David Harb with his bike at the After School Matters program at West Town Bikes in the Humboldt Park neighborhood, Dec. 3, 2024. (E. Jason Wambsgans/Chicago Tribune)

Kaniyah Hale, a Lake View High School student, doesn’t yet own a bike. She’s doubtful she’d ride to school even if she did, given cold weather and the length of her commute, which is currently an hour and a half by bus.

As a participant in West Town Bike’s program, Hill has spent weeks learning how to fix bikes, alongside students who ride regularly. She was shocked to learn about the number of collisions that occur and advocated for steeper penalties for drivers at fault in crashes with cyclists or pedestrians. “Give those people their justice,” she said. “A consequence should be put out.”

Lakeview High School student Kaniyah Hale tests out the bike she is building at the After School Matters program at West Town Bikes in the Humboldt Park neighborhood, Dec. 3, 2024. (E. Jason Wambsgans/Chicago Tribune)
Lake View High School student Kaniyah Hale tests out the bike she is building at the After School Matters program at West Town Bikes in the Humboldt Park neighborhood, Dec. 3, 2024. (E. Jason Wambsgans/Chicago Tribune)

Armand Dunkines, a senior at Roberto Clemente Community Academy, advocated in favor of widespread community engagement. Like many of the students, Dunkines said he appreciates the expansion of cycling lanes in the city. But he’s not convinced that investments always occur where they are most needed, including a stretch of North Avenue where the westbound bike lane stops at a certain point, where he was recently hit.

“We should really experiment more with what works and what doesn’t. Not in the sense of ‘Let’s throw it at the wall and see what sticks,’ but let’s use data and analytics to see what roads should and shouldn’t be implemented for bike lanes. Because some roads really deserve to be bike lanes and some obviously shouldn’t,” said Dunkines, who added that he’d like to see better enforcement of traffic laws and speed limits, on the weekends in particular.

Tamara Scott said that although her dad rides a bike for transportation, she estimates there’s only a 50-50 chance that if she owned one, she’d ride it from her home on the West Side to her high school downtown. “I don’t think it’s really safe to ride bikes on the street because even when they put down bike lanes, there’s still cars who get in the bike lane, driving as if they don’t know,” she said. Learning how to fix bikes in the after-school program has affected more her as a new driver rather than a cyclist, Scott added.

“Being a new driver and being on a bike made me think about that. A person driving can’t just drive for themselves — they’re not the only one using the road.”
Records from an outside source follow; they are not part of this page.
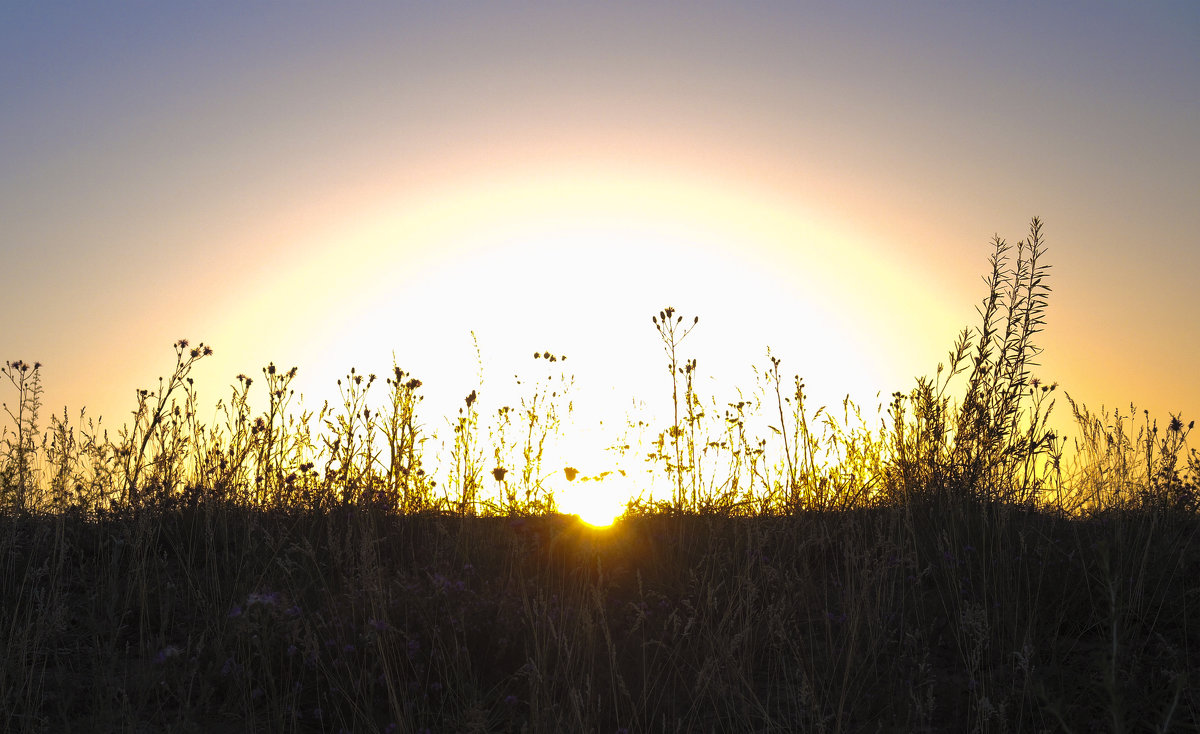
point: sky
(336, 185)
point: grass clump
(958, 566)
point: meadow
(955, 566)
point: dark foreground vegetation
(959, 567)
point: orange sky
(327, 186)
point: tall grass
(952, 564)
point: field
(959, 567)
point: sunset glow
(337, 190)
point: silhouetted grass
(957, 567)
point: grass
(957, 567)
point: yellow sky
(327, 187)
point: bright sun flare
(576, 272)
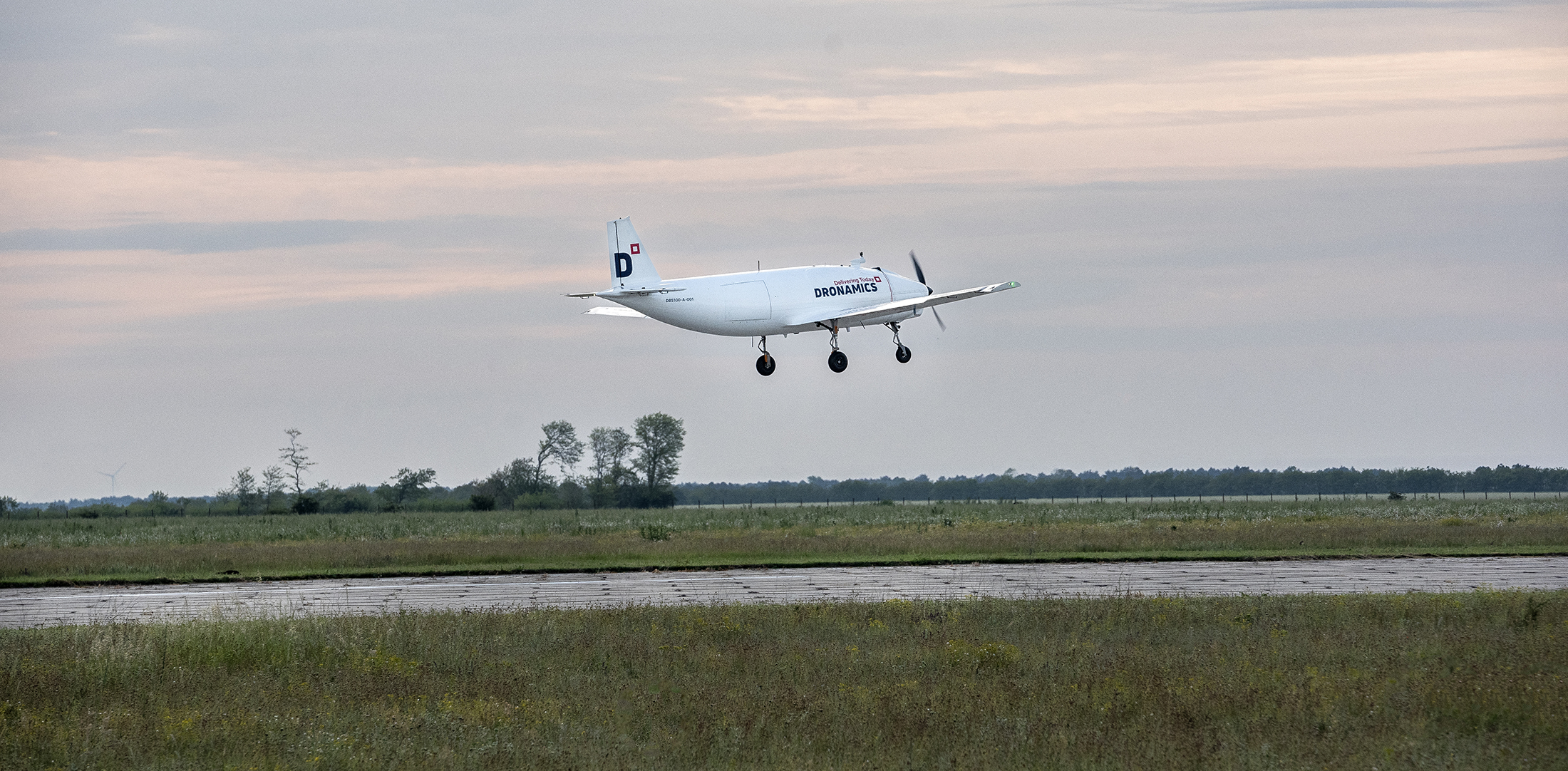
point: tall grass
(1454, 681)
(359, 544)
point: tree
(516, 478)
(272, 485)
(408, 483)
(560, 444)
(659, 443)
(295, 460)
(610, 447)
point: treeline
(631, 469)
(1133, 483)
(637, 470)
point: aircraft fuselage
(777, 301)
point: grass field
(182, 549)
(1418, 681)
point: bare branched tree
(295, 460)
(560, 444)
(659, 443)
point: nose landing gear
(902, 351)
(765, 363)
(836, 359)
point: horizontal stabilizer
(855, 314)
(614, 311)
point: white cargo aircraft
(778, 301)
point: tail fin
(629, 267)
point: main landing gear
(765, 363)
(902, 351)
(836, 359)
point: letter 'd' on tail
(629, 267)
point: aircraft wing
(614, 311)
(852, 316)
(624, 294)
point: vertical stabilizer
(629, 267)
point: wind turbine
(112, 478)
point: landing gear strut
(836, 359)
(765, 363)
(902, 351)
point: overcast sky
(1250, 232)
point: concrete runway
(372, 596)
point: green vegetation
(150, 549)
(1416, 681)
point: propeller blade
(921, 276)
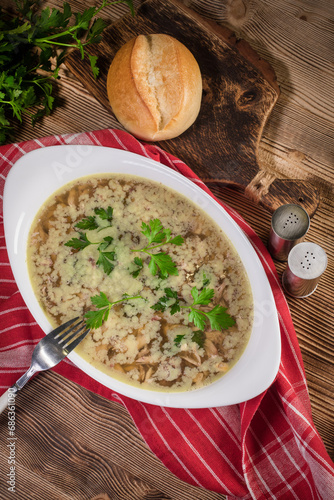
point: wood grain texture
(82, 446)
(239, 92)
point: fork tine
(77, 341)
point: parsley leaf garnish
(106, 257)
(198, 337)
(94, 319)
(105, 214)
(139, 264)
(177, 340)
(79, 243)
(158, 236)
(87, 223)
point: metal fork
(52, 349)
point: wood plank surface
(76, 446)
(296, 38)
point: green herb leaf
(206, 280)
(169, 300)
(204, 297)
(105, 261)
(79, 243)
(198, 337)
(164, 263)
(105, 214)
(36, 39)
(140, 265)
(219, 318)
(88, 223)
(178, 339)
(198, 318)
(153, 231)
(100, 300)
(95, 319)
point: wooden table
(76, 445)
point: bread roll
(155, 87)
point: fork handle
(16, 387)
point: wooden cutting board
(239, 93)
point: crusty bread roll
(155, 87)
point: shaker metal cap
(289, 224)
(306, 263)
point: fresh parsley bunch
(33, 44)
(217, 316)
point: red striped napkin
(264, 448)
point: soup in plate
(161, 286)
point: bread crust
(154, 87)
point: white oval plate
(34, 178)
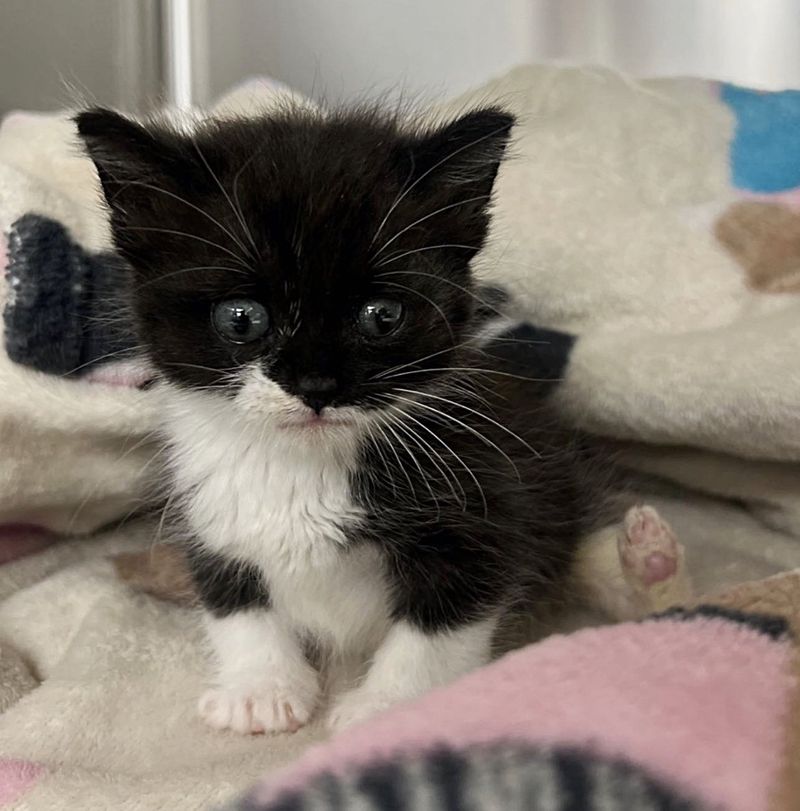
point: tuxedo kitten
(354, 466)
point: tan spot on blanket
(765, 239)
(161, 570)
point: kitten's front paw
(356, 706)
(265, 709)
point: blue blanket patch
(765, 154)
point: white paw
(652, 559)
(265, 709)
(356, 706)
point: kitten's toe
(652, 559)
(267, 709)
(356, 706)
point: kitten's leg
(409, 663)
(263, 681)
(635, 568)
(443, 627)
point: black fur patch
(60, 317)
(226, 586)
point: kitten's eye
(380, 317)
(240, 320)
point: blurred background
(131, 53)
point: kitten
(354, 467)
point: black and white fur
(394, 497)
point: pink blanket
(683, 711)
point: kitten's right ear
(125, 152)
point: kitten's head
(301, 264)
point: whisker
(237, 212)
(437, 278)
(132, 351)
(191, 205)
(403, 194)
(391, 427)
(188, 270)
(431, 452)
(412, 491)
(473, 369)
(427, 217)
(463, 425)
(187, 236)
(466, 467)
(397, 257)
(477, 414)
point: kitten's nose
(316, 392)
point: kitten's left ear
(125, 152)
(466, 153)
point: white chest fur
(281, 502)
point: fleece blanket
(622, 222)
(590, 721)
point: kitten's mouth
(315, 422)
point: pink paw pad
(649, 551)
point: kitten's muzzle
(316, 392)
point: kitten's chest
(283, 508)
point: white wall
(346, 48)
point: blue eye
(380, 317)
(240, 321)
Christopher Garcia, a senior at Intrinsic Schools’ Belmont campus has become such a dedicated cyclist that he occasionally bikes to the lakefront with friends to catch the sunrise before school. He also rode his bike once to Wisconsin and often participates in races at trails on the East Side of the city.  He said he wishes spaces for bikes separate from cars were more of a norm rather than the exception. “There should be an infrastructure where there’s small streets for cyclists and big streets for cars and in the middle, those streets can be like cooperatives between cars and bikes.”